Wednesday, June 26, 2013

Love is love is love.

I'm not a politically savvy person. Hell, sometimes I think I'm not even qualified to talk about anything remotely debatable or controversial at all. I don't claim the ability to make in-depth analyses on today's pressing issues, and admittedly there are times when my opinions are based on nothing more than thinly-researched information (thanks for the easily digestible articles, Slate). 

But, there is a particular issue that I feel passionate about that doesn't need much explanation, except to say that it's driven by this simple rule that governs us all: Do unto others what you want others to do unto you. I'm a supporter of LGBT rights, because I believe we should all treat each other with the same respect and love. I am invigorated by the changing attitudes about LGBT rights in the US. The Supreme Court ruling on DOMA and dismissal of the Prop 8 case just show to me that we're evolved enough as a people to understand and uphold something as pure and straightforward as the Golden Rule.

Our life is governed by rules, both universal and specific. I think the reason why people have such a strong opinion on this issue either way is because it either challenges or reinforces the rules they choose to live by. I know of people (relatives, family friends, acquaintances) who oppose same-sex marriage due to religious codes they follow. I can relate; I used to attend a church that espouses (no pun intended) that marriage is between a man and a woman. So, these recent rulings, as well as the same-sex marriage victories in 13 states + DC (so proud to live in Minnesota), can be really startling to people who have this narrow definition of marriage. Startled, maybe even angered, but I really don't think they will be harmed by it. Honestly, how can my two gay friends getting married be a threat to your marriage? I mean, I can see a fierce competition in the wedding planning business once we have more gay weddings (just remember to take your Xanax for Gay Summer Weddings). Kidding aside, what opponents of same-sex marriage fail to see is that while allowing same-sex marriages will do nothing to harm heterosexual unions, banning it can and does cause great injury to LGBT individuals. Again, think of the Golden Rule, or alternately "putting yourself in someone else's shoe." How would I feel if I was wantonly denied the right to marry someone because of their gender? I know of many solid, committed same-sex relationships that have the requisites of solid, committed marriages, so I believe they should be given access to the personal, social, and economic benefits of marriage accessible to opposite-sex couples.

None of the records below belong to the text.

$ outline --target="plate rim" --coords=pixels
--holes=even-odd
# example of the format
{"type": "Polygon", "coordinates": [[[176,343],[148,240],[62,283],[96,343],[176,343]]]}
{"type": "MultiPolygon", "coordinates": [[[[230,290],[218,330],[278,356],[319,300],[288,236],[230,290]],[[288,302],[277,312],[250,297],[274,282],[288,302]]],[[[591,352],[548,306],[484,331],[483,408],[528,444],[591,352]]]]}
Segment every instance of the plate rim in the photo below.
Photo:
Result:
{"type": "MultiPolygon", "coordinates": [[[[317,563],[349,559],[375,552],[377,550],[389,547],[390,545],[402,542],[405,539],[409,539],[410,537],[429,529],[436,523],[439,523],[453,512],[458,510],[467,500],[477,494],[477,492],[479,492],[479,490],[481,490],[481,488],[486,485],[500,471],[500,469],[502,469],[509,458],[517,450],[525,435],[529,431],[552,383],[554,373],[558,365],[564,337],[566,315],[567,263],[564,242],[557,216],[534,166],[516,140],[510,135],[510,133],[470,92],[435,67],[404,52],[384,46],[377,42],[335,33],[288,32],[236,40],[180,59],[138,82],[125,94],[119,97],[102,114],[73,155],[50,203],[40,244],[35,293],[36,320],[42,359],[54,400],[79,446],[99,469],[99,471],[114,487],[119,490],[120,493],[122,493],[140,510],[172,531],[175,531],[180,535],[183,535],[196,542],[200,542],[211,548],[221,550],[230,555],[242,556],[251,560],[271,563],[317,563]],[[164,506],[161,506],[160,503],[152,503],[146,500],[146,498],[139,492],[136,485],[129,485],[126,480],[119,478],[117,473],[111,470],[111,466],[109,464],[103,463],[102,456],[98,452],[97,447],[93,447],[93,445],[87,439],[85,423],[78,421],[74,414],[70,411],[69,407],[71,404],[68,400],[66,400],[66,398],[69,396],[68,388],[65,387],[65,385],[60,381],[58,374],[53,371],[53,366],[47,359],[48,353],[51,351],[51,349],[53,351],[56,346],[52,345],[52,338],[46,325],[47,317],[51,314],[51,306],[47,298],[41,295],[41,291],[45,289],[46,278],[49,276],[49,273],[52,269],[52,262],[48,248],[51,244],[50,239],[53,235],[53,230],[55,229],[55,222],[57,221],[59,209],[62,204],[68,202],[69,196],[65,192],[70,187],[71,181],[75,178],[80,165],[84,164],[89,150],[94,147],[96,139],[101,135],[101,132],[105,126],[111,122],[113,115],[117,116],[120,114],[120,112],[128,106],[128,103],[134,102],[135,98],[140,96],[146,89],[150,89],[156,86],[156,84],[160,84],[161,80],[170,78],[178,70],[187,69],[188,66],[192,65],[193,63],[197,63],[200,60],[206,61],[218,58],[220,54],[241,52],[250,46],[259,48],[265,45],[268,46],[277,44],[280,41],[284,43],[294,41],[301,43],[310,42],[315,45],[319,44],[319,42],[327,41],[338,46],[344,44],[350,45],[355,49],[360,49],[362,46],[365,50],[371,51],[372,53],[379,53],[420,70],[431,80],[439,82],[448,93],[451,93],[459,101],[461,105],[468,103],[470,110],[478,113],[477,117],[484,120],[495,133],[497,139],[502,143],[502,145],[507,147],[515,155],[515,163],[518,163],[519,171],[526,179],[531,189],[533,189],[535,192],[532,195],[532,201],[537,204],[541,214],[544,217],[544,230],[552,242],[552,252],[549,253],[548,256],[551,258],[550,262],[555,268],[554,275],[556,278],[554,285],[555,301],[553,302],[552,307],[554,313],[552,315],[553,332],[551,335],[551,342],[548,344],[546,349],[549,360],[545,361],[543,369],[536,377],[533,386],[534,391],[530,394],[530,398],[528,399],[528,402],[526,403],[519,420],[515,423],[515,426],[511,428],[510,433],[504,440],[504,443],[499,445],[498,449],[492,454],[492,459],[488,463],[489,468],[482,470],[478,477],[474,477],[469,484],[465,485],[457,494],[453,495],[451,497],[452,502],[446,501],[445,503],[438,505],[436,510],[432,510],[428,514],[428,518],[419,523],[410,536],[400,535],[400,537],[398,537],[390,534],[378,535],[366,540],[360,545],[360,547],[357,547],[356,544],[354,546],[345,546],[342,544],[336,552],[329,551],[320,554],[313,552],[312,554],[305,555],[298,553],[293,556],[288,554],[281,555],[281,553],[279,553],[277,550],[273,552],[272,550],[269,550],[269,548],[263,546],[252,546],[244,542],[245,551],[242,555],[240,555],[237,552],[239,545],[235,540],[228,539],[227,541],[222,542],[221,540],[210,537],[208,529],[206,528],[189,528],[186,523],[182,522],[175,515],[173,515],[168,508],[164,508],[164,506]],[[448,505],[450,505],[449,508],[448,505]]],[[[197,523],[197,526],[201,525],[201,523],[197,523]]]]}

I could definitely keep talking about the different reasons why I support gay rights, but I'll end with this:

Growing up in the Philippines, we were fortunate enough to have two housekeepers live with us, Ate Liza and Ate Jenny. I love them both very dearly, and they were great at running the house, picking us up from school, watching after us as we skated outside our apartment building, etc. Ate Jenny is what I'd call a tomboy; short hair, boyish clothing, and I was aware at a young age that her and Ate Liza were an "item." One day, when Ate Jenny picked me up from school (I must've been around 7 or 8), she went to use the restroom. I was confused as to why she went to the ladies' restroom; I remember asking her why she did that. I thought Ate Jenny and Ate Liza were a couple, so why would Ate Jenny use the girl's restroom? Like any 7-year-old, though, I quickly forgot about that moment and just went on my carefree, innocent life. Ate Jenny and Ate Liza remained a couple for a few more years, even after Ate Jenny stopped working for us. They would sometimes get into fights and break it off for a while, then get back together. I remained unfazed by it all, because really, what 7-year-old cares about adult stuff? It wasn't until years later that I finally realized that they were a gay couple. When I put this together, I different. No different towards Ate Jenny and Ate Liza, who I still keep in touch with. No different towards their relationship. No different towards my relationship with them. I did, however, start to question my relationship with the church I was attending. It wasn't heavily discussed, but I knew where the church stood on homosexuality, and I was confounded that they taught us to "love one another," unless you're gay. I also became more cognizant of family members who are gay, and wondered what would make them any less deserving of anyone's love and respect. I couldn't come up with any reason, because there was and is none. So, I started thinking for myself, and realized that I don't have to accept tenets that frankly don't make sense to me. It's been a looooong while since I've been to a church, and I don't feel compelled to find a new one, although I think it is beautiful that there are plenty of denominations that embrace the full meaning of 'love one another.' 

It's really that maxim, along with the universal Golden Rule, that has guided me to a strong and steadfast position on gay rights. I may not be the most active supporter out there -- my contribution to defeat Amendment 1 in MN was modest -- but it is individual voices like yours and mine that create this tide of change.